Like Vagrant, the plugins themselves are written in Ruby.

alpha03:lib tony$ file vagrant-vmware-fusion.rb
vagrant-vmware-fusion.rb: ASCII text, with very long lines, with CRLF, LF line terminators

However, if you try to read the source all you’ll see is a bunch of encoded text. Since my Vagrant plugin has some functionality that only works after a certain action gets executed by the proprietary plugins. This is why I needed to know the exact name of that particular action (class name) exactly how it’s defined inside the VMware Fusion and Workstation plugins. This was a serious problem because I can’t read their source code!

Luckily, this wasn’t as difficult as it seems. Finding the classes (or methods but in the case of mine I didn’t need too) available in Ruby is fairly simple process. To my luck somebody had already asked and answered this question in StackOverflow.

In my case, first step was needing to know the name of the actual module itself. I found the easiest way to get the name of the module that’s obfuscated, is to intentionally have it spit out an exception. In doing that, I found that the module names whose namespace I’ll be searching were HashiCorp::VagrantVMwarefusion and HashiCorp::VagrantVMwareworkstation.

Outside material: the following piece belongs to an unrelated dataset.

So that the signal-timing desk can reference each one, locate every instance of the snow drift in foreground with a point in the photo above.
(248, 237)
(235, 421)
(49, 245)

Once I knew the modules’s name, I was able to use Ruby to view what additional modules I have within the particular module namespace. I was able to accomplish that using the following

t = HashiCorp::VagrantVMwareworkstation.constants.select {|c| 
HashiCorp::VagrantVMwareworkstation.const_get(c).is_a? Module
}
puts t

The above sample code spit out a bunch of modules inside HashiCorp::VagrantVMwareworkstation, but since I know the Vagrant plugin API and it’s coding standards/practices. I was able to verify that the module I’m searching for is HashiCorp::VagrantVMwareworkstation::Action. Once again, looking at Plugin API and other examples, I knew that this is where the class is I’m looking is stored in. So I used the following to get the corresponding class name within HashiCorp::VagrantVMwareworkstation::Action.

p = HashiCorp::VagrantVMwareworkstation::Action.constants.select { |c|
HashiCorp::VagrantVMwareworkstation::Action.const_get(c).is_a? Class
}
 puts p

I repeated the above tests for HashiCorp::VagrantVMwarefusion and I was also able to find the corresponding class name that it’s defined inside the obfuscated Ruby code.

In the end I was able to get the classes HashiCorp::VagrantVMwareworkstation::Action::Suspend and HashiCorp::VagrantVMwarefusion::Action::Suspend, and everything worked as expected.